By Associated Press - Saturday, February 8, 2014

MCCOMB, Miss. (AP) - Selectmen continue to talk about a cost-of-living pay raise for McComb’s city employees, but they say a vote is not likely in the near future.

The Enterprise-Journal reported (https://bit.ly/LX3S22) the discussion first arose when $1 million in restricted funds was released to the city’s general and utility funds. Since then, the board has been split - not on whether or not to give raises, but on how much of a percentage to give and when to give them.

Selectman Michael Cameron wants the raises to come as soon as possible. Mayor Whitney Rawlings said the additional money should be added during the budget-writing process this summer, and the raises should take effect Oct. 1 at the start of the city’s next fiscal year.

“This pay raise should be (city administrator Quordiniah Lockley’s) order for the next fiscal year’s budget,” Rawlings said.

As for the $1 million in restricted funds, the mayor said he’d rather see it spent on one-time purchases for big-ticket items, such as equipment for the public works department.

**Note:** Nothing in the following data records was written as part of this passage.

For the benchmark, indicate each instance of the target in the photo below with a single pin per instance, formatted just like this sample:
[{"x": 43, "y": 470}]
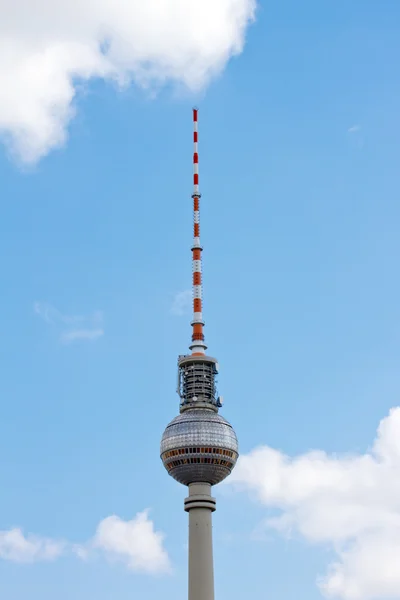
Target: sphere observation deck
[{"x": 199, "y": 445}]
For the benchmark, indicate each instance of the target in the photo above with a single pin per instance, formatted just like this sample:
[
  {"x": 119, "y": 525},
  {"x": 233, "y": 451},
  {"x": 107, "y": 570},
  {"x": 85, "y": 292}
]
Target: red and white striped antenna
[{"x": 198, "y": 347}]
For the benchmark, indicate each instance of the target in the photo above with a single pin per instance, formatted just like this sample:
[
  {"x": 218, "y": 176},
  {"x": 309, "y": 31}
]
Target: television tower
[{"x": 199, "y": 447}]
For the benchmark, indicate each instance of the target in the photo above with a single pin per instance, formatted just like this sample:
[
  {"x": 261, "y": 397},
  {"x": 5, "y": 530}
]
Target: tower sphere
[{"x": 199, "y": 445}]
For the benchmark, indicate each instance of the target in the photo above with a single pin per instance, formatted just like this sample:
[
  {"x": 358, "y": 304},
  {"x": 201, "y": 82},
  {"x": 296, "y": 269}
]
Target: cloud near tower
[
  {"x": 42, "y": 61},
  {"x": 351, "y": 502}
]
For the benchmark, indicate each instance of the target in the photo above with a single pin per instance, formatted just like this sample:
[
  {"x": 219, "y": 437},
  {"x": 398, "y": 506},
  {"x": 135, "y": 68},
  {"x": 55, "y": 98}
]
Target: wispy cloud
[
  {"x": 181, "y": 303},
  {"x": 15, "y": 547},
  {"x": 71, "y": 328},
  {"x": 135, "y": 543},
  {"x": 349, "y": 502}
]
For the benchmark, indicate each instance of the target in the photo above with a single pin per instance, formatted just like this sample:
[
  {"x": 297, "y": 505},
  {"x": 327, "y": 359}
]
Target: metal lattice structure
[{"x": 199, "y": 448}]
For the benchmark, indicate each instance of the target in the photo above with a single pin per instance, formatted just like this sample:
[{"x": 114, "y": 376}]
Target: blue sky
[{"x": 299, "y": 146}]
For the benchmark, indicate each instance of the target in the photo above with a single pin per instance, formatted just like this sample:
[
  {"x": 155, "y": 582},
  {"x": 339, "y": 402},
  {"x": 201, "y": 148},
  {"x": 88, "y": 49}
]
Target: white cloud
[
  {"x": 71, "y": 327},
  {"x": 136, "y": 543},
  {"x": 48, "y": 46},
  {"x": 15, "y": 547},
  {"x": 133, "y": 542},
  {"x": 182, "y": 303},
  {"x": 351, "y": 502}
]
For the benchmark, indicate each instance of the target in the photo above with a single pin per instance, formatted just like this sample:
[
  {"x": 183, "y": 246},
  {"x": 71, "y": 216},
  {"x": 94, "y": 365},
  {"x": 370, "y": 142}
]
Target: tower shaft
[{"x": 200, "y": 506}]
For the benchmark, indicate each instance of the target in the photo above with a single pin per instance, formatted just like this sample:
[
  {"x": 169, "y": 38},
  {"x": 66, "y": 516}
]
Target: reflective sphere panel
[{"x": 199, "y": 446}]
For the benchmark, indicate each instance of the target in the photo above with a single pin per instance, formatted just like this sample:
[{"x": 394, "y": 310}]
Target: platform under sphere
[{"x": 199, "y": 446}]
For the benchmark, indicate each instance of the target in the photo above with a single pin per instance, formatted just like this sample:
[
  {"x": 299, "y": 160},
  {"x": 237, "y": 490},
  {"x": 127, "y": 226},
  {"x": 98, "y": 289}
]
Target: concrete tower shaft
[{"x": 199, "y": 448}]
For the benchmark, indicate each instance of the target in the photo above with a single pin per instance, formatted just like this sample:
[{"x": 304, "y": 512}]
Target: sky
[{"x": 299, "y": 145}]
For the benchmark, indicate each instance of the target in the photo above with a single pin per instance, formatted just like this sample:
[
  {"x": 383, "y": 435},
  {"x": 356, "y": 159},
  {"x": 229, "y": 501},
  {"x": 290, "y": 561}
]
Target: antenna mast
[{"x": 198, "y": 346}]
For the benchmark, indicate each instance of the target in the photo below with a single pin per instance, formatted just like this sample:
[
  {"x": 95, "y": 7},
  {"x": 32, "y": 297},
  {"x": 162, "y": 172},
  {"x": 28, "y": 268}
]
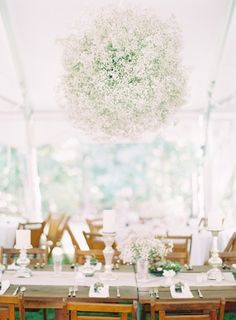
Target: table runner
[
  {"x": 192, "y": 279},
  {"x": 50, "y": 278}
]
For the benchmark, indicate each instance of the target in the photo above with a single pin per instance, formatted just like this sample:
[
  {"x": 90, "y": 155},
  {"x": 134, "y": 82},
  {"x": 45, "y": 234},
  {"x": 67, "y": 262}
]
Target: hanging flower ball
[{"x": 123, "y": 76}]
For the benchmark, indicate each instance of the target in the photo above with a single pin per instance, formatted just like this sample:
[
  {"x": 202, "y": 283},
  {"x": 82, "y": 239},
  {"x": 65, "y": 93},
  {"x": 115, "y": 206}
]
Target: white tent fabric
[
  {"x": 31, "y": 66},
  {"x": 30, "y": 56}
]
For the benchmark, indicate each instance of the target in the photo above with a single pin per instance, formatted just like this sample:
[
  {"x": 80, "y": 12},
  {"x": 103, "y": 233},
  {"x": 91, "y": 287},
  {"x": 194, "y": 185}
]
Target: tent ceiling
[{"x": 31, "y": 56}]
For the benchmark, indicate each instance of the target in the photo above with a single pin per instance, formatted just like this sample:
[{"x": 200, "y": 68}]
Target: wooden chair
[
  {"x": 56, "y": 227},
  {"x": 95, "y": 225},
  {"x": 229, "y": 253},
  {"x": 188, "y": 310},
  {"x": 36, "y": 255},
  {"x": 8, "y": 304},
  {"x": 182, "y": 246},
  {"x": 113, "y": 311}
]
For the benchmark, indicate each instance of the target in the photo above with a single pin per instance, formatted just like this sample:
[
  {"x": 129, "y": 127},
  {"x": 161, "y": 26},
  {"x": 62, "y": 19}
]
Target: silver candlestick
[
  {"x": 215, "y": 261},
  {"x": 23, "y": 261},
  {"x": 108, "y": 252}
]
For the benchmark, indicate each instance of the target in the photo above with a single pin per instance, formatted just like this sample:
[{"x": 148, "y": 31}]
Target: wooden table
[{"x": 48, "y": 296}]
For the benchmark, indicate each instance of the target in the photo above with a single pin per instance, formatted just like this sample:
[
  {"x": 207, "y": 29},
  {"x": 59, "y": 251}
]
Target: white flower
[
  {"x": 144, "y": 246},
  {"x": 123, "y": 76}
]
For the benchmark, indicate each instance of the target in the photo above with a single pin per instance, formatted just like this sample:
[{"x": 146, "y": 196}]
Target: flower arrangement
[
  {"x": 159, "y": 267},
  {"x": 123, "y": 75},
  {"x": 145, "y": 247}
]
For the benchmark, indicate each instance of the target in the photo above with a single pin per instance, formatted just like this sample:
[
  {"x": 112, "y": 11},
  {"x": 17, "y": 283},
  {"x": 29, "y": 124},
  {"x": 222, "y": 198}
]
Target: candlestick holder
[
  {"x": 215, "y": 261},
  {"x": 23, "y": 261},
  {"x": 108, "y": 252}
]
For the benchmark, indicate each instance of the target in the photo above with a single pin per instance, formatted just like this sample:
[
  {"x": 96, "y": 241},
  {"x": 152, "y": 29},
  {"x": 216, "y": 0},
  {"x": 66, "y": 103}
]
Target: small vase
[{"x": 142, "y": 269}]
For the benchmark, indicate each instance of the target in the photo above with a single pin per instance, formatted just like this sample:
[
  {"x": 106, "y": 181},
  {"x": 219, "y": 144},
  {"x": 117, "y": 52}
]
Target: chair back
[
  {"x": 113, "y": 311},
  {"x": 229, "y": 253},
  {"x": 56, "y": 228},
  {"x": 36, "y": 255},
  {"x": 8, "y": 304},
  {"x": 188, "y": 310}
]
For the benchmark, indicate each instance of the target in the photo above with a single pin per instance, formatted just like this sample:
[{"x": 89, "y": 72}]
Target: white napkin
[
  {"x": 186, "y": 293},
  {"x": 103, "y": 293},
  {"x": 98, "y": 266},
  {"x": 12, "y": 266},
  {"x": 5, "y": 286}
]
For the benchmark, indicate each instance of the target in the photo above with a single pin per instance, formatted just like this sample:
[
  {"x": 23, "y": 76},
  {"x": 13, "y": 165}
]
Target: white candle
[
  {"x": 214, "y": 221},
  {"x": 109, "y": 221},
  {"x": 23, "y": 239}
]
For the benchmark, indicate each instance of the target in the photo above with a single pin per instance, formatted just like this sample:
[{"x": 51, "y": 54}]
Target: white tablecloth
[{"x": 122, "y": 279}]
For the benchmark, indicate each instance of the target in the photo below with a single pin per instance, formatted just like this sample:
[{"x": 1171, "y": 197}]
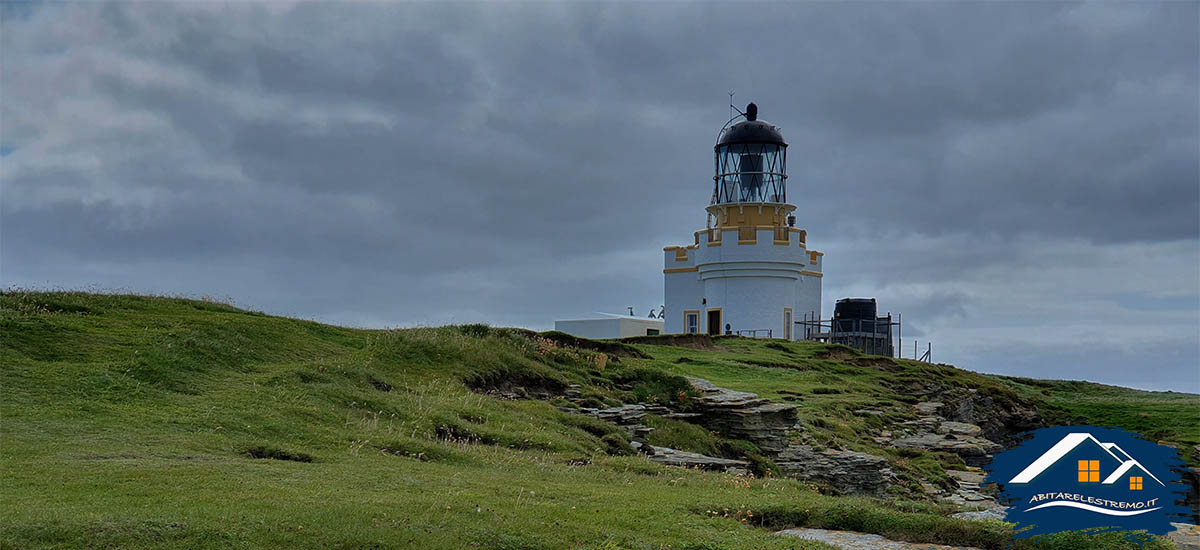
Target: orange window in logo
[{"x": 1089, "y": 471}]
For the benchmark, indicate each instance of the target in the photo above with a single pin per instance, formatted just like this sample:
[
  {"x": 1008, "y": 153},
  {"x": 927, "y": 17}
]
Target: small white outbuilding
[{"x": 610, "y": 326}]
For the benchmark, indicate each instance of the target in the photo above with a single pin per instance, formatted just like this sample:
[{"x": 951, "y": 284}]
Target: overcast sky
[{"x": 1020, "y": 180}]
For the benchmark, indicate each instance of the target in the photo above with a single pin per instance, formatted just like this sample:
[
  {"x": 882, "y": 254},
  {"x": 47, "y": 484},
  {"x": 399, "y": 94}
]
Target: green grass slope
[{"x": 138, "y": 422}]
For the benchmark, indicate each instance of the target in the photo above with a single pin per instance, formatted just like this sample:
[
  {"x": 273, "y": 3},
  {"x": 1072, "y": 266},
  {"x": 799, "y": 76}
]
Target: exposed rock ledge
[
  {"x": 852, "y": 540},
  {"x": 846, "y": 471}
]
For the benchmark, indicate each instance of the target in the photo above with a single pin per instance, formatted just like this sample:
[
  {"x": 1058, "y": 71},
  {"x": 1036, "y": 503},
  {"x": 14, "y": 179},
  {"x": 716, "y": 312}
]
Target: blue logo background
[{"x": 1071, "y": 500}]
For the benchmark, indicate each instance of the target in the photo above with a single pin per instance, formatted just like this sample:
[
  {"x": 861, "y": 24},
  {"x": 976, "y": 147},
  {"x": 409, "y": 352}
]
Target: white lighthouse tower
[{"x": 749, "y": 271}]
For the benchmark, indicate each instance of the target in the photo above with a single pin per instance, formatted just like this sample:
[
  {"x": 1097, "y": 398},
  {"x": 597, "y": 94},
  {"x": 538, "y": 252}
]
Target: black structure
[
  {"x": 751, "y": 162},
  {"x": 855, "y": 323}
]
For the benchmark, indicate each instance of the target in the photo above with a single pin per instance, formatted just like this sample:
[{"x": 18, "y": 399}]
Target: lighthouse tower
[{"x": 749, "y": 271}]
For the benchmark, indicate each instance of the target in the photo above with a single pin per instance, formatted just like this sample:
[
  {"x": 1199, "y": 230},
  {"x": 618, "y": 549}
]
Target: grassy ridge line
[{"x": 127, "y": 423}]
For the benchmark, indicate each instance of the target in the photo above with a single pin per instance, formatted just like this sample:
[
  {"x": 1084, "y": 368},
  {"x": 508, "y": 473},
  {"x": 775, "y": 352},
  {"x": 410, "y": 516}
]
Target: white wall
[{"x": 751, "y": 284}]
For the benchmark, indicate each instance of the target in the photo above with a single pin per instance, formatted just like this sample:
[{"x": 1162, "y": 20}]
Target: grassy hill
[{"x": 139, "y": 422}]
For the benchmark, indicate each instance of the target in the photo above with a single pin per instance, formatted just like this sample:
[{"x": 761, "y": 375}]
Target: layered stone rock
[
  {"x": 846, "y": 471},
  {"x": 743, "y": 416},
  {"x": 691, "y": 460}
]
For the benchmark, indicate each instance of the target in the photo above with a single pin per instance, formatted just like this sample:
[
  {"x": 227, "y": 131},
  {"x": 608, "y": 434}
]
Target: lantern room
[{"x": 751, "y": 162}]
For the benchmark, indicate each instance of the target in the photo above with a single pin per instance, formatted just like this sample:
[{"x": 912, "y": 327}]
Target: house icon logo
[{"x": 1069, "y": 478}]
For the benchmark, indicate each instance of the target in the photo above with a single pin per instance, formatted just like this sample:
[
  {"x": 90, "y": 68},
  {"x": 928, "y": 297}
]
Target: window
[{"x": 1089, "y": 471}]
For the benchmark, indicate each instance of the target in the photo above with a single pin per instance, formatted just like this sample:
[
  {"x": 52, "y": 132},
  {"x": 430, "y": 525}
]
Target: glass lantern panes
[{"x": 750, "y": 173}]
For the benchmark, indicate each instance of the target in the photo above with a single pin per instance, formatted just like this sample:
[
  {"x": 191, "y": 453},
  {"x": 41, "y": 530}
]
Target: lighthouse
[{"x": 749, "y": 270}]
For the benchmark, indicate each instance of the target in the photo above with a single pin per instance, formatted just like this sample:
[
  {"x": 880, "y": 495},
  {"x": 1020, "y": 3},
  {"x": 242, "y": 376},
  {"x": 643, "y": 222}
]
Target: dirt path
[{"x": 852, "y": 540}]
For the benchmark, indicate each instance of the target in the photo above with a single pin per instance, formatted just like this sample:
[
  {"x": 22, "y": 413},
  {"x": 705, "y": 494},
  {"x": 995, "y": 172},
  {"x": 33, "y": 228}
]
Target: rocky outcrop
[
  {"x": 935, "y": 434},
  {"x": 1192, "y": 478},
  {"x": 1186, "y": 537},
  {"x": 846, "y": 471},
  {"x": 999, "y": 419},
  {"x": 743, "y": 416},
  {"x": 852, "y": 540},
  {"x": 690, "y": 460}
]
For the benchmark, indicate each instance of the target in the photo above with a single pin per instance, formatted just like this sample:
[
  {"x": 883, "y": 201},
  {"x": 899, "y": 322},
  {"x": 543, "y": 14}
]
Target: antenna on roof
[{"x": 732, "y": 117}]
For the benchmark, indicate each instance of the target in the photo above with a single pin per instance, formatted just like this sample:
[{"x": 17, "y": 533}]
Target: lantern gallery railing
[{"x": 750, "y": 173}]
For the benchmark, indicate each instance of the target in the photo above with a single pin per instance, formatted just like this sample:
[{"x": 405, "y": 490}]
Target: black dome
[{"x": 751, "y": 131}]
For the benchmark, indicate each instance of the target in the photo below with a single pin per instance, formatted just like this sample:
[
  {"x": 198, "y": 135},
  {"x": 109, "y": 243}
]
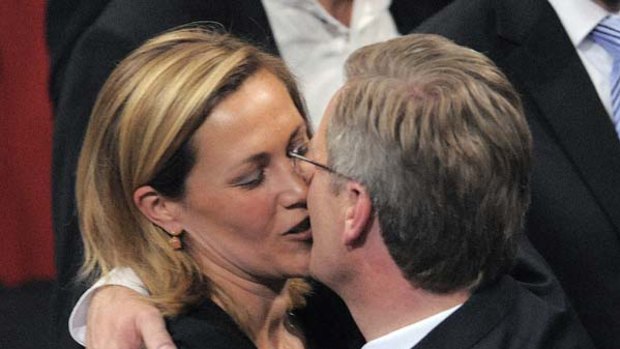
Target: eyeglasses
[{"x": 295, "y": 157}]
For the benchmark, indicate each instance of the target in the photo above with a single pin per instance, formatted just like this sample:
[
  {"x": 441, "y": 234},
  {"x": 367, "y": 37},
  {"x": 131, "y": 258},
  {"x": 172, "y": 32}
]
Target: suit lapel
[{"x": 549, "y": 70}]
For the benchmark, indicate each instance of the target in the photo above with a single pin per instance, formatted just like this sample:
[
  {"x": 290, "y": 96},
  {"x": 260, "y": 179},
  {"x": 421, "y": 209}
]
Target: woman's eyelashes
[{"x": 253, "y": 180}]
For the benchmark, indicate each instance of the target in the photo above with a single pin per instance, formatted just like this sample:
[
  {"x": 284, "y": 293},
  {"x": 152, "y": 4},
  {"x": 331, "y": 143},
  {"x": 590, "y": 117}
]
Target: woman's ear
[
  {"x": 358, "y": 214},
  {"x": 160, "y": 210}
]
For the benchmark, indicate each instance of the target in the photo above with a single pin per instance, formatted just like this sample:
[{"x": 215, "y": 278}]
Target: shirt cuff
[{"x": 117, "y": 277}]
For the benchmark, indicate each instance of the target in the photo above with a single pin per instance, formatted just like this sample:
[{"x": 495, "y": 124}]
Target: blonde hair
[
  {"x": 443, "y": 146},
  {"x": 140, "y": 134}
]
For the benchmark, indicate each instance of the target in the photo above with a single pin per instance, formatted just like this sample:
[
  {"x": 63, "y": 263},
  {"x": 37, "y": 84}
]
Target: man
[
  {"x": 419, "y": 178},
  {"x": 548, "y": 51},
  {"x": 88, "y": 38},
  {"x": 458, "y": 219}
]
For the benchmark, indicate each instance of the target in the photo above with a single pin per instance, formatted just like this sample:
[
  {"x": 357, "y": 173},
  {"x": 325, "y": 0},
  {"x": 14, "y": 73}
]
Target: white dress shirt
[
  {"x": 316, "y": 57},
  {"x": 579, "y": 17},
  {"x": 410, "y": 335},
  {"x": 315, "y": 45}
]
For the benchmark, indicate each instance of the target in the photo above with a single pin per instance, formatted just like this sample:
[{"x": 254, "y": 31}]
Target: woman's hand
[{"x": 118, "y": 318}]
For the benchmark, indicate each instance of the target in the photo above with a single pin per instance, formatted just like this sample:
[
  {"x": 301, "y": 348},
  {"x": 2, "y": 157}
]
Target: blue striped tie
[{"x": 607, "y": 34}]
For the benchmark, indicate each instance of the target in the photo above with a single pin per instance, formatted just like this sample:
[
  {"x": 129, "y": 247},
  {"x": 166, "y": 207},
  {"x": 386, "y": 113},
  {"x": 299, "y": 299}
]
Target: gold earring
[{"x": 175, "y": 240}]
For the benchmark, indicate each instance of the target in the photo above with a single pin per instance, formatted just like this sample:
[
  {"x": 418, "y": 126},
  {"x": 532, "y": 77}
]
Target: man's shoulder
[{"x": 506, "y": 315}]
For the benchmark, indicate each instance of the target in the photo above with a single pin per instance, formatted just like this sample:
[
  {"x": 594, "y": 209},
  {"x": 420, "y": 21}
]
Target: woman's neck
[{"x": 260, "y": 308}]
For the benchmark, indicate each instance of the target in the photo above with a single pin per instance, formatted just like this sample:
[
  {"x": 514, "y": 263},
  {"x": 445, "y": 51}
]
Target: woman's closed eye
[{"x": 253, "y": 180}]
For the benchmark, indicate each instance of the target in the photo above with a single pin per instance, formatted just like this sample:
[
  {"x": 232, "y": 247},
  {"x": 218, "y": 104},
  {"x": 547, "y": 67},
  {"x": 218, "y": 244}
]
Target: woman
[{"x": 185, "y": 178}]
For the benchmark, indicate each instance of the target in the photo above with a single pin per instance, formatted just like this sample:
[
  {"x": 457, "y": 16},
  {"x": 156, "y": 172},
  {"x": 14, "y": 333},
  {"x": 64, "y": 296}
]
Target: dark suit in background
[
  {"x": 86, "y": 40},
  {"x": 506, "y": 316},
  {"x": 574, "y": 218}
]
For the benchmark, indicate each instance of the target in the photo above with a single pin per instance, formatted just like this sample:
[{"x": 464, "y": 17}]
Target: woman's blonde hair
[{"x": 140, "y": 134}]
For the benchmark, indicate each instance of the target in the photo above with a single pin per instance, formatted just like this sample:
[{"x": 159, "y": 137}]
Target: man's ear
[
  {"x": 358, "y": 214},
  {"x": 160, "y": 210}
]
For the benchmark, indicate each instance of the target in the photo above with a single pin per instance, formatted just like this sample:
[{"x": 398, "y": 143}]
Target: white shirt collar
[
  {"x": 578, "y": 17},
  {"x": 408, "y": 336}
]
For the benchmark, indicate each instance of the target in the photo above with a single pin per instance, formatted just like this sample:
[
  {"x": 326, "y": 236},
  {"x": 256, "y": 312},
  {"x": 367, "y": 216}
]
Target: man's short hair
[{"x": 437, "y": 134}]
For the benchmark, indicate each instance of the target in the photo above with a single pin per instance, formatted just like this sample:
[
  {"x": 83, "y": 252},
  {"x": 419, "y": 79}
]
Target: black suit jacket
[
  {"x": 208, "y": 326},
  {"x": 505, "y": 315},
  {"x": 86, "y": 40},
  {"x": 574, "y": 217}
]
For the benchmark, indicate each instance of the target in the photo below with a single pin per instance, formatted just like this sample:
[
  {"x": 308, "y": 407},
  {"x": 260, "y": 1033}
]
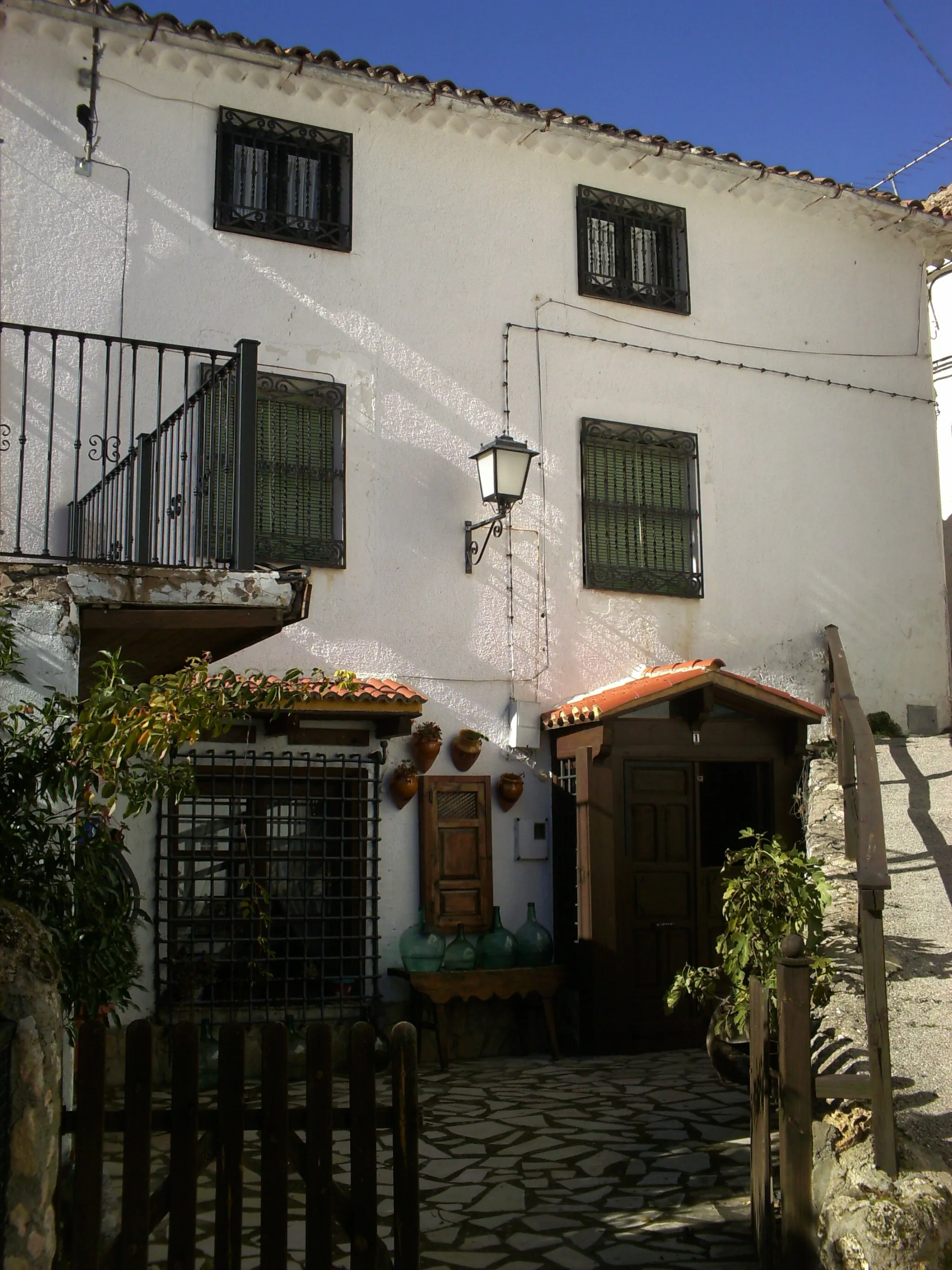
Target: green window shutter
[
  {"x": 295, "y": 480},
  {"x": 640, "y": 527}
]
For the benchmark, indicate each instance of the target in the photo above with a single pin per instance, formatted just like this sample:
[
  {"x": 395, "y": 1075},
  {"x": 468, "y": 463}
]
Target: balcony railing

“The monies that started all this discussion, those monies are one-time money, not sustainable money. It needs to be handled correctly in the budget process. We tell (Lockley) what percentage we want, and then he has to make the numbers work.”

The board has discussed giving city workers across-the-board raises of 3 to 6 percent.

A 3 percent raise would cost the city about $167,000, and a 6 percent raise would cost about $334,000.

Lockley said city employees have not received a cost-of-living raise in five years.

Rawlings said giving raises now would be a financially dicey move for McComb. He said that if the city decides to spend more money on personnel now it will mean cuts in city operations.

He said that since the Board of Selectmen took office in 2011, selectmen have steadily increased the amount spent on road repair in McComb, budgeting $600,000 for this fiscal year.

“Streets are important,” Rawlings said. “Look at what we’ve put into our budget. When we started, we had $0. That’s a commitment. We owe our employees that commitment, and we should commit to do this for them in the next budget year, but not now.”